The Multinational Monitor

  October 2003 - VOLUME 24 - NUMBER 10


E D I T O R I A L

The Business of Sprawl

Everybody complains about suburban sprawl, or at least its most obvious manifestation, worsening traffic.

But to too many people, sprawl simply seems inevitable -- something beyond human control, like the weather.

If too much time is wasted in traffic, if air quality is degrading, if inner cities are crumbling, if the richness of neighborhood life is being displaced by subdivision atomization, if farmland is being paved over, if job opportunities for low-income people are located in places they can't reach with public transportation, if you have to drive to get to the closest store -- well, that's just how things are. Or so goes the common perception.

There's nothing pre-ordained about sprawl, however. It is a human creation. Although there are countless factors contributing to sprawl, the current phenomenon in the United States can largely be attributed to two overriding factors: racism and corporations.

Racism continues to fuel white flight out of cities and, increasingly, out of inner suburbs. More and more remote areas are being colonized with new subdivisions and gated communities, as whites seek to locate in havens where their contact with African-Americans and Latinos is limited.

There are confounding factors, of course. Many whites don't leave urban or inner suburban areas to avoid contact with minorities, but simply to escape from crime, the perceived risk of street crime (usually far worse than the reality) and poor quality schools. But high crime rates and poor quality schools are themselves rooted in historic and structural racism.

Racism is only one part of the story, however.

It's not just individual choices on where to reside that are driving sprawl. Corporate practices are shaping metropolitan landscapes in fundamental ways, so that people's individual choices are framed by the corporatized local geography that offers certain options and denies others.

Banks and lending institutions have helped create and enable sprawl. From the historic and ongoing refusal or reluctance to lend to minority and low-income neighborhoods in inner city and inner-ring suburbs (contrasted with the generous support for gentrification of the same locales) to their unwillingness to make loans for mixed use development (incorporating residential, retail, office and even some manufacturing in close proximity), banks and lenders have crucially influenced the metropolitan built environment.

The other key corporate actor in this regard is developers. They have found big payoffs in building cookie-cutter housing on remote lands. They have steered away from mixed use development. And apart from downtown and gentrifying areas, they have largely abandoned urban and close-in suburban residential areas.

In large measure, the banks and developers determine what gets built where, and for whom. They create desire as much as individuals' combined choices drive their investment decisions.

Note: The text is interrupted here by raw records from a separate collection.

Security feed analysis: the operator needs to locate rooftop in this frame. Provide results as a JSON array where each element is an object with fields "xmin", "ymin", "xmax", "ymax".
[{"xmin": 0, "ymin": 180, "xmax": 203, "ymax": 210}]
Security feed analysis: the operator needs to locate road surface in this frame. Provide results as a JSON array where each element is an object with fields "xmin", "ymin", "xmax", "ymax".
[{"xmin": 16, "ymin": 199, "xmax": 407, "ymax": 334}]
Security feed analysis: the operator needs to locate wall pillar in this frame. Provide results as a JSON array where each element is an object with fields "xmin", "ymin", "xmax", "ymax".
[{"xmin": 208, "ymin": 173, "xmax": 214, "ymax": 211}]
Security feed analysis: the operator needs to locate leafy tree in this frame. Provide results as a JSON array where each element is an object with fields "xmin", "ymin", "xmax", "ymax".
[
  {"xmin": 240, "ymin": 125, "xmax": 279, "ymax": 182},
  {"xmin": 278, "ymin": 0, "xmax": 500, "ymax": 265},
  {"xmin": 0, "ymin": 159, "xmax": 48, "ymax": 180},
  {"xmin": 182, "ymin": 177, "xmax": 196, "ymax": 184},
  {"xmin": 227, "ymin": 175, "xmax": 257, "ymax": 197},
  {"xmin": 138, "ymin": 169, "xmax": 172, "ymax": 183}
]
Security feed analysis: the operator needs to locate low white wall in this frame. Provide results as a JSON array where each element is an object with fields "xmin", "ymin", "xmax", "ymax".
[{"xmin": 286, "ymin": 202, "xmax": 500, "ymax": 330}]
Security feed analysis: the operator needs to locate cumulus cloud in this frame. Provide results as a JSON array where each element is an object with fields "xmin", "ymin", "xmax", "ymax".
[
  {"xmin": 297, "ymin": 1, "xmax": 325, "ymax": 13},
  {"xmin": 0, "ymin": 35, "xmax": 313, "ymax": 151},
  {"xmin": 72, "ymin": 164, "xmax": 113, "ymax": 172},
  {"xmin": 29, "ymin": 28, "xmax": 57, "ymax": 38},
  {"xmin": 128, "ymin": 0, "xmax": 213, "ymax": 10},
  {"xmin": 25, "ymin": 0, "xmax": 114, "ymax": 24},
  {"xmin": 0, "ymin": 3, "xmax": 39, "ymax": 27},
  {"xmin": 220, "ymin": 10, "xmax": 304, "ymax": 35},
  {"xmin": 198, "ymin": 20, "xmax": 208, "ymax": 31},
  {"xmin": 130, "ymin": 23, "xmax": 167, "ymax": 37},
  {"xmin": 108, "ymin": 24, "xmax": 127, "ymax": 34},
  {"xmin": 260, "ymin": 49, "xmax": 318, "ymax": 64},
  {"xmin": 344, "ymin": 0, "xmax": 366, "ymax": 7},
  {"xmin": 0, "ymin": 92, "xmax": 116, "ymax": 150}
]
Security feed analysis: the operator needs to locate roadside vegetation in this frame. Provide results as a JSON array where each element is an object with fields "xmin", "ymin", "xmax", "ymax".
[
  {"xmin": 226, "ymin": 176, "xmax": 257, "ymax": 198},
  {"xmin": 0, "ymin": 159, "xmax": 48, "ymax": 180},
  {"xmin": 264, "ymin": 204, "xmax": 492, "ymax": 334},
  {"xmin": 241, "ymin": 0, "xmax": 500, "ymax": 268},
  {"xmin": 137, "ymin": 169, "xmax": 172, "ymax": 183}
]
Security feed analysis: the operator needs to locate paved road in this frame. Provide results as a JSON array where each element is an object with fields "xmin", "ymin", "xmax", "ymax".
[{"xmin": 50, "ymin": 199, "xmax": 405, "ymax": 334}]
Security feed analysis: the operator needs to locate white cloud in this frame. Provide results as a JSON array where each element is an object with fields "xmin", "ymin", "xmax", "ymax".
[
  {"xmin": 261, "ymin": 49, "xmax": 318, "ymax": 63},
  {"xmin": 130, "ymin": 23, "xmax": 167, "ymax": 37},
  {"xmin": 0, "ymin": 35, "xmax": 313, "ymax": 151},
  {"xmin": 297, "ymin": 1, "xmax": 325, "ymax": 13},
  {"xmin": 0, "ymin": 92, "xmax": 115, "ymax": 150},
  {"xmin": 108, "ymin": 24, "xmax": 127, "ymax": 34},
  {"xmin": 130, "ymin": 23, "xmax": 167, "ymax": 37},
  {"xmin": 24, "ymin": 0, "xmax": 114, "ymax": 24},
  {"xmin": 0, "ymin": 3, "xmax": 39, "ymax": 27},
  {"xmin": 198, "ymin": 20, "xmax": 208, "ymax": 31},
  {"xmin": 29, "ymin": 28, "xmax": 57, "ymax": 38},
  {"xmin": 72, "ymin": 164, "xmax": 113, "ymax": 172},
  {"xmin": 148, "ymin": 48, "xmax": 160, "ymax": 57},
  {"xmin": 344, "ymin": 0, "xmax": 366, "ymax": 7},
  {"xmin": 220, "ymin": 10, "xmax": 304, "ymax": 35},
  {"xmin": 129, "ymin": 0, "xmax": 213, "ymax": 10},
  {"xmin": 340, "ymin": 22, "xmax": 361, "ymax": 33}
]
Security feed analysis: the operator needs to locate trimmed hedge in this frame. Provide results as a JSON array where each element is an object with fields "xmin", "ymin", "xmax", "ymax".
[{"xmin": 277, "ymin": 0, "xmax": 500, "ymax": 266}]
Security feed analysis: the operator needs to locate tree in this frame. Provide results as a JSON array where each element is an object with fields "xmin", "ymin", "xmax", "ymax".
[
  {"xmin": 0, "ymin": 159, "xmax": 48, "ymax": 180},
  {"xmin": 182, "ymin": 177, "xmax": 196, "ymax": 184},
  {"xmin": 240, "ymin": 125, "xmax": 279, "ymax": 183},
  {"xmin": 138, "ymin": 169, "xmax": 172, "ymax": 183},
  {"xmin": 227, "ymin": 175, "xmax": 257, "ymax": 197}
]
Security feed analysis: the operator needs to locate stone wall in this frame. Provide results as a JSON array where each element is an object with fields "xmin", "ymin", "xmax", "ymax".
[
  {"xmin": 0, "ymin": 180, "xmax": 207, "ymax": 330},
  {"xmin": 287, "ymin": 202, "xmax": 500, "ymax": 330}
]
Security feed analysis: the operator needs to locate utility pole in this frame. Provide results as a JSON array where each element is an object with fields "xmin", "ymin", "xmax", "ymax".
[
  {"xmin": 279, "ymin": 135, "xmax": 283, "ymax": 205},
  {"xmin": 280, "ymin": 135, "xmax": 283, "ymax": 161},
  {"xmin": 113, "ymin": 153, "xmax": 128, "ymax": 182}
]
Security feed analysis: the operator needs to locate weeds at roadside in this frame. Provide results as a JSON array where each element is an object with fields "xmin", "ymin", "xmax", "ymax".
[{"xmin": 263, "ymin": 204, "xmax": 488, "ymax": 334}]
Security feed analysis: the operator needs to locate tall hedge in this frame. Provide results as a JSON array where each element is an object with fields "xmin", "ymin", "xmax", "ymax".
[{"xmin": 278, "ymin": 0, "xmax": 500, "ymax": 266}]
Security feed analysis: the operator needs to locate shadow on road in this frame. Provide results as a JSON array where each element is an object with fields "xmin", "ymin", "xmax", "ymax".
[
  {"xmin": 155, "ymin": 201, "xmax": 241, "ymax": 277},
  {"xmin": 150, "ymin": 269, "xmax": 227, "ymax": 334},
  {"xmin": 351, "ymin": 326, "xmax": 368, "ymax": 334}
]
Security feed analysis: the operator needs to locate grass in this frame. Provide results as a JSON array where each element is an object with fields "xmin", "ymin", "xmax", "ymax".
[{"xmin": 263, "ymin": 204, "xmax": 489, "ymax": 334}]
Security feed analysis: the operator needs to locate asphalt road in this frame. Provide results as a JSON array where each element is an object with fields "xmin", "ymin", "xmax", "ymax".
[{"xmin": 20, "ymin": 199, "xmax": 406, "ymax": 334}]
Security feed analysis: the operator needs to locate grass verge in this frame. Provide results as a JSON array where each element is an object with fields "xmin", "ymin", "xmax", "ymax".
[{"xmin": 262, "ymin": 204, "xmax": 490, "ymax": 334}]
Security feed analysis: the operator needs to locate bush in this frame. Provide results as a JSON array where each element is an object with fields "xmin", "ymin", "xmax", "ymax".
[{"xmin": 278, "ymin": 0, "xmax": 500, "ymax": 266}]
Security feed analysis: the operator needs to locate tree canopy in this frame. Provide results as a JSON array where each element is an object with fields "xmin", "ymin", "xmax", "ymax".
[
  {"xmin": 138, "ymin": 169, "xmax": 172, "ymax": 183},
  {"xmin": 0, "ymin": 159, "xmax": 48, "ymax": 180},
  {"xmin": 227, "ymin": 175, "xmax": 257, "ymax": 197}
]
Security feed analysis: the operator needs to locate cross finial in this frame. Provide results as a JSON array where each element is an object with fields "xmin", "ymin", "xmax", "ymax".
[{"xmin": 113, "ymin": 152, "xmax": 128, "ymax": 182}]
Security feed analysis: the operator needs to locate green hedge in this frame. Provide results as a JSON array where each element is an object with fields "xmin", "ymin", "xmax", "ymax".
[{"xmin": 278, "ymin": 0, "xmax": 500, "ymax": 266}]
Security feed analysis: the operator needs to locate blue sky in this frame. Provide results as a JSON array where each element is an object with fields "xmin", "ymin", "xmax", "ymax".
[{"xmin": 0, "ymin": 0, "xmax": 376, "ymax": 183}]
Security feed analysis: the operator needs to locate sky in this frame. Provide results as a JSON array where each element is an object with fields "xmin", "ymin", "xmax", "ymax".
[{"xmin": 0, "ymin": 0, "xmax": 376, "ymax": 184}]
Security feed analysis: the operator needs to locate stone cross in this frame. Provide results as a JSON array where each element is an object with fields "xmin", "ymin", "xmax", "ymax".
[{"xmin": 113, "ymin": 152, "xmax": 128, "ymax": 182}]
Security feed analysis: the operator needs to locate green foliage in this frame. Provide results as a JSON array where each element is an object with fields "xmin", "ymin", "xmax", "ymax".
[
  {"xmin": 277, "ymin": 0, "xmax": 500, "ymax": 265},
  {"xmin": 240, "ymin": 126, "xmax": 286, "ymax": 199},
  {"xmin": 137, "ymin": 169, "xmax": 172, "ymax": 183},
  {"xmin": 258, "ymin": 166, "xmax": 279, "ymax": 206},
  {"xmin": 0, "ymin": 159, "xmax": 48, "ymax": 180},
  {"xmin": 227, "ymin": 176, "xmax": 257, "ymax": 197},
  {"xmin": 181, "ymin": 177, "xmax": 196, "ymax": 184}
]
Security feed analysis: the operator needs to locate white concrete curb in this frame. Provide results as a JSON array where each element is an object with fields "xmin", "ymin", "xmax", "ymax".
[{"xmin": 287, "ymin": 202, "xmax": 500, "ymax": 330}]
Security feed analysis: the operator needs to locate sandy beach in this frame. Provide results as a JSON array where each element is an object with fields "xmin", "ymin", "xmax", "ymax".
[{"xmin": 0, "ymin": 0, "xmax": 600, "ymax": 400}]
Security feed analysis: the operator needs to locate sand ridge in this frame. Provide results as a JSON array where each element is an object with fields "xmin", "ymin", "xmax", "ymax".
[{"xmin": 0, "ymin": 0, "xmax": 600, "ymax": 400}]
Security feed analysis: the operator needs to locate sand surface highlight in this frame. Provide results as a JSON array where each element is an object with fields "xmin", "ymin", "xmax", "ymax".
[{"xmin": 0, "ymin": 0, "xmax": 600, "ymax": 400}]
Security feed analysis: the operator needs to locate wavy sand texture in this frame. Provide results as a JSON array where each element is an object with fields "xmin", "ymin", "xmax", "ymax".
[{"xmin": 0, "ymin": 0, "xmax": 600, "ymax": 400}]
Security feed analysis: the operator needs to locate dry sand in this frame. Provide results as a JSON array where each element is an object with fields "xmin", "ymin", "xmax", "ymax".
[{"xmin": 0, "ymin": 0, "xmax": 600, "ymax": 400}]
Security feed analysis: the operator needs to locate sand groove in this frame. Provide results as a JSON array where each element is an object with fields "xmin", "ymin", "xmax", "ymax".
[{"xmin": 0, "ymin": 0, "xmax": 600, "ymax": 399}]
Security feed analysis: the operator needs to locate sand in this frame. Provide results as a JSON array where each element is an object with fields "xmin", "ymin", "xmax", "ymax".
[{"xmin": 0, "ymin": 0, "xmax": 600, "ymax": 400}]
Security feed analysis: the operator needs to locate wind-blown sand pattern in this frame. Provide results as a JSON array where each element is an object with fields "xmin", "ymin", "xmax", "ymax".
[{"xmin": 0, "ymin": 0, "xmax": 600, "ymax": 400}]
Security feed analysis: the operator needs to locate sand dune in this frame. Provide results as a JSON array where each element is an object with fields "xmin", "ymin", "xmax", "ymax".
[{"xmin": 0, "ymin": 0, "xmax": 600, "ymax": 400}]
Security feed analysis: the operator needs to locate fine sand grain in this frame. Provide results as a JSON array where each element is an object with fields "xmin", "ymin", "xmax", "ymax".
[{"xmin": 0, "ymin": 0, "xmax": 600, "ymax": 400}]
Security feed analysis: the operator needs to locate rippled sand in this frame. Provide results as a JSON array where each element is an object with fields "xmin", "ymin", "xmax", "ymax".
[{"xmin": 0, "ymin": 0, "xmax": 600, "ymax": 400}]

In creating sprawl, they are aided and abetted by the big box retail outlets, led above all by Wal-Mart. Wal-Mart and the other big box chain retailers (so-called because they build their stores in single-story boxes, usually not even connected to other stores) have devastated neighborhood and local retailers, diminishing the quality of neighborhood life, forcing shoppers to commute to outer areas, and pulling the metropolis out into once-rural areas.

And then there are the auto and road-building industries, which have created the culture in which it seems natural to drive for every need, and the physical reality where car transport is often the only way to get from one point to another.

These corporate practices are all reinforced by bad public policy -- policy which is typically influenced or crafted by powerful corporate interests.

Among the countless examples of corporate-influenced policies that spur sprawl are:

  • artificially low gasoline taxes, which enable drivers to externalize costs (such as air pollution);
  • national and global farm policies (including misdirected farm subsidy programs and a liberalized trade in agricultural products) that support factory farms and grain traders, but make small family farming increasingly difficult, and thus encourage farmers to sell their land to developers;
  • tax incentives, such as those described by Greg LeRoy in this issue, that subsidize outer-reach development;
  • a massive misallocation of state and federal funds, to overinvest in road building and starve public transit of anything like adequate funding; and
  • federal subsidy insurance programs for coastal development that create incentives to build too much and too close to coastal waters [see "Coasts At Risk," Multinational Monitor, September 2003].

What is important about identifying the actors and policies driving sprawl is that it implies the possibility of alternatives.

As Elizabeth Plater-Zyberk articulates in an interview in this issue, a new set of rules can allocate capital differently. Small changes -- like permitting narrower roads, lowering speed limits and requiring grid or other connected street arrangements rather than cul-de-sacs -- can dramatically change the character of developments. Bigger changes, like setting outer boundaries for metropolitan areas, can redirect investment inward and upward, as opposed to outward. Changes in national policy -- more money for public transit, for example -- and even international rules -- such as trade policy that support family farmers and local food production -- will have even bigger impacts.

Attaining these changes, or enacting rules to control sprawl-inducing corporate practices, are difficult challenges, all. And, as Anna Tibaijuka explains in an interview in this issue, a considerably different set of policy issues are implicated in addressing developing country sprawl. But with enough political will, these alternative rules and policies are achievable. There is nothing inevitable about sprawl.